Once logged in, to transfer data from the remote host to the local host:
$ sftp> get [options] <remote_path> <local_path>
And to transfer data from the local host to the remote host:
$ sftp> put [options] <local_path> <remote_path>
If you haven’t used the -r
option with the sftp command, you can use it directly with get and put. For more information, type help from the sftp prompt, or man sftp from the command line.
parallel sftp
To speed up file transfer, you can use psftp, a tool developed by CEA. psftp uses parallel sftp to make file transfers. You can install it locally by following the dedicated website: https://github.com/cea-hpc/openssh-portable
Note
- psftp is not tested on Windows and MacOS.
- psftp is only useful when your transfer overuses a CPU on one of the hosts (local or remote computer). On a modern processor, it happens when the transfer bandwidth reaches ± 1Gbps (please double check if the network link between both nodes can use more than 1Gbps of bandwitdh).
psftp is installed on login nodes of CEA clusters. Its usage is identical as sftp, except the option -n
which let you choose the number of ssh connections used for the parallel transfer.
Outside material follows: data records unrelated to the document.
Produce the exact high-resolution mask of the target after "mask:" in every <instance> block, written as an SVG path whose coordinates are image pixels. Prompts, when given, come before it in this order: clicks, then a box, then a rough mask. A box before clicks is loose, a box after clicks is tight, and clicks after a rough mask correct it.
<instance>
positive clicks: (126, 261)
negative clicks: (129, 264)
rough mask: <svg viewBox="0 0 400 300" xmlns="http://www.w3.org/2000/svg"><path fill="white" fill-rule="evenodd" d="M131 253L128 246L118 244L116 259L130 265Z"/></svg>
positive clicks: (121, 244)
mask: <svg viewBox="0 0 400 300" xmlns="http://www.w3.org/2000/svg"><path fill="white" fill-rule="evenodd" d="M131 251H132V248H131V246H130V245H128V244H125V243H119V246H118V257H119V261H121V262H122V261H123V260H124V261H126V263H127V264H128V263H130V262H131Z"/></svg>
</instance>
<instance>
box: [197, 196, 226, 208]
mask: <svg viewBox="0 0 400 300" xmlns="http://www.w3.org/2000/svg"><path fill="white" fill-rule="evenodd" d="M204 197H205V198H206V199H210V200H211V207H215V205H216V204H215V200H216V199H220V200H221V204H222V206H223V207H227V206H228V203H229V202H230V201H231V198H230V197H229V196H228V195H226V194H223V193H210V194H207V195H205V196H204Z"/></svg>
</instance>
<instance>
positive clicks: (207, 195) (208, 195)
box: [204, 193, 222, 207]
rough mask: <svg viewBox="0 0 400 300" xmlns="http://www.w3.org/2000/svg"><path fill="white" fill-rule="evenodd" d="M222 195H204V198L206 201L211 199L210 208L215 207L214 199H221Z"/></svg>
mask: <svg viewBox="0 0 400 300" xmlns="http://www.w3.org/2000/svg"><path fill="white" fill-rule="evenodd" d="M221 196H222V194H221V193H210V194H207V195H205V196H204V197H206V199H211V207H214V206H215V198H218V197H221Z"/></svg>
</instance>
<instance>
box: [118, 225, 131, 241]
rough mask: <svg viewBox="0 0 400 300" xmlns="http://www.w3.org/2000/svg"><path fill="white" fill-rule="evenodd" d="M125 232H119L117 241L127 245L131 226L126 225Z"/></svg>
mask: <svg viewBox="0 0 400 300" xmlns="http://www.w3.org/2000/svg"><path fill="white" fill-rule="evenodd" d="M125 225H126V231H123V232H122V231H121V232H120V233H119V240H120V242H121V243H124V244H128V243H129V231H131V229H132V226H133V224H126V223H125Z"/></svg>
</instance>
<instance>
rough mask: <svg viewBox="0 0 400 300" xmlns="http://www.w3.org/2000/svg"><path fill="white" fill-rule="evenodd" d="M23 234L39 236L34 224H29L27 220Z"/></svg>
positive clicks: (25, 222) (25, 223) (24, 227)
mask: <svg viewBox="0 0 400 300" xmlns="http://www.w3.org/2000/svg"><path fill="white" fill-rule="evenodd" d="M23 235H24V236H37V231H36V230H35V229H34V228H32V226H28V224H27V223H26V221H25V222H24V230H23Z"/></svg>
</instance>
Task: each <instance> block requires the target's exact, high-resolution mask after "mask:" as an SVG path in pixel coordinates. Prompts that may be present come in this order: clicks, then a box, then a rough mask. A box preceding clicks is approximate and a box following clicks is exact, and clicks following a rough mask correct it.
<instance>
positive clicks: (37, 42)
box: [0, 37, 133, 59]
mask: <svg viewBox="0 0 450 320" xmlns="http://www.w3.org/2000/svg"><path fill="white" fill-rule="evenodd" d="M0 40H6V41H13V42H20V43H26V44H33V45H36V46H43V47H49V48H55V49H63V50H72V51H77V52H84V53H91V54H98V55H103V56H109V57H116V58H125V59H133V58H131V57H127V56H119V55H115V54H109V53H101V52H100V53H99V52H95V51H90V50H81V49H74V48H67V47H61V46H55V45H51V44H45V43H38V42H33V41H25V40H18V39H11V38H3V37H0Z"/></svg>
For example, to make a parallel transfer with 5 ssh connections:
$ psftp -n 5 <login>@<remote_host>
If one sftp transfer is limited at 1Gbps, this transfer will use at most 5Gbps.
Note
If you search for handling files within the cluster, you can look at the Parallel IO chapter and the MpiFileUtils section.
CCFR infrastructure
Warning
Please refer to internal technical documentation to get information about this subject.
PRACE infrastructure
Warning
Please refer to internal technical documentation to get information about this subject.